It has come up in the comments a couple of times now, so I would like to state for the record that the following is a lousy analogy of a negative feedback. As far as I know, Richard Lindzen came up with this in his speech at the recent Heartland climate sceptic conference.
The analogy is this:
In your car, the gas and brake pedals act as negative feedbacks to reduce speed when you are going too fast and increase it when you are going too slow.
(You can find Lindzen’s presentation, with that quote in it, at WUWT)
Lindzen goes on to imply that the climate models act like a car with the brake and gas pedals reversed and how crazy is that so of course the models are wrong. My head spins with the number of wacko concepts jammed into that short phrase, so I won’t get into it.
But the whole analogy is seriously flawed. The brake and gas pedals in the car are not feedbacks, they are forcings. They are the primary controls of your car’s speed. In the climate system, adding CO2 into the atmosphere is like putting pressure on the gas pedal. Volcanos spewing suphates into the statosphere are applying the brakes. These also, are primary forcings and not feedbacks (though on longer timescales the carbon cycle becomes a feedback mechanism of its own. Things can be both primary forcings and feedbacks, the difference is only in what causes it.)

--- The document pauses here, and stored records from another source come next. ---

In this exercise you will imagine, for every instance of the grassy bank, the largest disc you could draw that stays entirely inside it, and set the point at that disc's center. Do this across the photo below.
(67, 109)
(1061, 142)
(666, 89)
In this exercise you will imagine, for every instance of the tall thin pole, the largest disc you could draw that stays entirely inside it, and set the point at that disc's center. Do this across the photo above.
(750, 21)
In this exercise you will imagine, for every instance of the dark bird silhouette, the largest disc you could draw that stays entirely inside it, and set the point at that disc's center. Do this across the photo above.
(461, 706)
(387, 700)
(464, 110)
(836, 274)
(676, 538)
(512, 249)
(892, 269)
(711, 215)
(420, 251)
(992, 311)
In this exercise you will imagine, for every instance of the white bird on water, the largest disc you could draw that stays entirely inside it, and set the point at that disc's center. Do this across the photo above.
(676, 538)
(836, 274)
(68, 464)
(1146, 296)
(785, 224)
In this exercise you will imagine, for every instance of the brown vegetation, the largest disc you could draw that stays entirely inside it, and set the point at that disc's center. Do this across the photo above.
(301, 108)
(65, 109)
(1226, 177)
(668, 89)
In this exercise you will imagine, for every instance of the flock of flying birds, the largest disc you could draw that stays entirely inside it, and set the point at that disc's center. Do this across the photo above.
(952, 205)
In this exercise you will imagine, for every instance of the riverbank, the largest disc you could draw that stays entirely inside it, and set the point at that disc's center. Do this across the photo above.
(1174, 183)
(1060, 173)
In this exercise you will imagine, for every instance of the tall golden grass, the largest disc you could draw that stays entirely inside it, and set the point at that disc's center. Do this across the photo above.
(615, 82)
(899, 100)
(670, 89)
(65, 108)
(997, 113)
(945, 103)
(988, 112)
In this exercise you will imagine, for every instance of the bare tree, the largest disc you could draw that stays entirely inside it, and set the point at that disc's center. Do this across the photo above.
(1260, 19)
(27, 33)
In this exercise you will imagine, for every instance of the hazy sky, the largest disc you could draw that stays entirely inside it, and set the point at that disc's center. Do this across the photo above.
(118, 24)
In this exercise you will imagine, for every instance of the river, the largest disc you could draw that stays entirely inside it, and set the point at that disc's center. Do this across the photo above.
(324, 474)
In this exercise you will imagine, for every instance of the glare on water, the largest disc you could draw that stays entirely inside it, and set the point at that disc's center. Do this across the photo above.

Back to the car, an actual example of a feedback would be something like air resistance. You apply pressure to the gas pedal and your speed increases. As the speed increases so does the wind resistance acting to reduce your speed, a negative feedback. A feedback is a reaction to a change in the system that itself causes additional changes. It can be reinforcing, like water vapour in the atmosphere reinforces CO2 warming, or it can be mitigating, like greater levels of infrared radiation escaping from the top of the atmophere as temperatures rise.
I can’t think of any positive feedbacks in an automobile. That doesn’t say anything about anything except automobiles. GM did not design the climate system (why do I find that thought reassuring?)
But really, it is not that tricky a concept, Richard Lindzen thinks he is talking to an audience of willing fools.